20. Get tack sharp images
Shooting a large landscape scene poses the question of where to focus, to achieve back to front sharpness.
- Avoid camera shake, by setting up your camera on a tripod.
- Set your aperture to F16 or higher this will ensure a maximum depth of field.
- Point the active focus point at 1/3 of the distance in your frame, this will give you the highest possible sharpness from that point all the way out to infinity.
- Press the shutter half way through to set focus, then change the focus switch on your lens from auto to manual.
- Recompose and press the shutter all the way down to take the shot.
21. Shoot beautiful sunsets
To capture a beautiful sunset at the beach
- Compose your image so as to include the sand, or rocks at the edge of the water, this is your foreground with the setting sun as your middle ground, and the sky and clouds as the background.
- To avoid underexposing the scene, exclude the sun from your frame before focusing
- Set your focal point third way into the frame
- Press your shutter halfway, then set the lens to manual focus
- Recompose the shot with the sun in the frame and proceed to take the shot.
22. Shoot silky smooth waterfalls
One way to capture the effect of silky smooth water is by setting up your camera, for a long exposure.
- To avoid camera shake, during the long exposure, set up your camera on a tripod..
- Leaving the shutter open for a long period of time, will let in a great deal of light, which will result in your image being blown out/overexposed. To avoid this schedule your shoot at sunrise, sunset or an overcast day.
- For a noise free image, set your ISO to the lowest possible on your camera model, between 50 and 200.
- Set your exposure time/shutter speed between 1 to 6 seconds long
- set your aperture to F16 to 32 depending on your lens, this will ensure sharpness throughout the image.
23. Use a wide angle lens
Here are some of the advantages of using a Wide-angle lens:
- Shooting expansive landscape scenes from a close distance.
- Having a greater depth of field than can be achieved with a zoom lens.
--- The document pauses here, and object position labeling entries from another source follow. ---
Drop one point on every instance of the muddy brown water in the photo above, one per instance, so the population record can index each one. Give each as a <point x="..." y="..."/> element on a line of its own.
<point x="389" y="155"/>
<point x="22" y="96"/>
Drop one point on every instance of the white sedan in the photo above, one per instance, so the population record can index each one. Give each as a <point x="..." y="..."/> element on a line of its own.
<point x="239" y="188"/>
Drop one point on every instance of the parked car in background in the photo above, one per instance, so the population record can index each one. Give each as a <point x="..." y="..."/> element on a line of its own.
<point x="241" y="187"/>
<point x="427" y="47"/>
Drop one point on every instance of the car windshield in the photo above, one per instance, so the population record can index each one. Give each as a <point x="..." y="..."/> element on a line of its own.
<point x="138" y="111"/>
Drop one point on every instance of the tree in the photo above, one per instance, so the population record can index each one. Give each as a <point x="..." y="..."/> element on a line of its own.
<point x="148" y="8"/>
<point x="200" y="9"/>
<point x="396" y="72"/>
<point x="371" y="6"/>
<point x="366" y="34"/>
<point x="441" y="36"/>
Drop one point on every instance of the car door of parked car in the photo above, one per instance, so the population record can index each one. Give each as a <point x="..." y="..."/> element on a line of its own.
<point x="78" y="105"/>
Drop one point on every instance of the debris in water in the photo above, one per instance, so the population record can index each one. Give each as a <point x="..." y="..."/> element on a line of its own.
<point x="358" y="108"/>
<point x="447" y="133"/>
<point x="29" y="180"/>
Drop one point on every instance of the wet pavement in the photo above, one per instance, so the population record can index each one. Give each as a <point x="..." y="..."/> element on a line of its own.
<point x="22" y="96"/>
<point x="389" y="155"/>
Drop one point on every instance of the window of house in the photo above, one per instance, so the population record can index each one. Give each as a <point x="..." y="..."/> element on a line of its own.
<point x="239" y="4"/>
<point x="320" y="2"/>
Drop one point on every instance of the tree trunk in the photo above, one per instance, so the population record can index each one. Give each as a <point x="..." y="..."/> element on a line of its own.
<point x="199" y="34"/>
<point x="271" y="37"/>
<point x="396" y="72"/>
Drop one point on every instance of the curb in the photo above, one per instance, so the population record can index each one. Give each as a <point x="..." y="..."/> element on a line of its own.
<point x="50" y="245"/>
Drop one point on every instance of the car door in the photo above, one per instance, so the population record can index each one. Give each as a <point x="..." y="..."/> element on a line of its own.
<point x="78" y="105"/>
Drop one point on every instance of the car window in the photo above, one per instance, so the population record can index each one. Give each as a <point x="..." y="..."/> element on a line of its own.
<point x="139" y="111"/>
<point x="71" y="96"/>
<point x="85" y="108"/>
That is to say more of the scene will be sharp and in focus
- Covering a broader view, therefore conveying a sense of wide open space.
- A wide Angle lens is also great for when you want to include some interesting elements in the foreground.
24. Use a Telephoto lens
While a Wide-angle lens can give the impression of increased distance between elements in the foreground and distant elements, a telephoto lens appears to compress perspective. Consider using a telephoto when you’re framing a shot of an object in the far distance. A Telephoto will allow you to simplify the scene by isolating your main subject and removing clutter.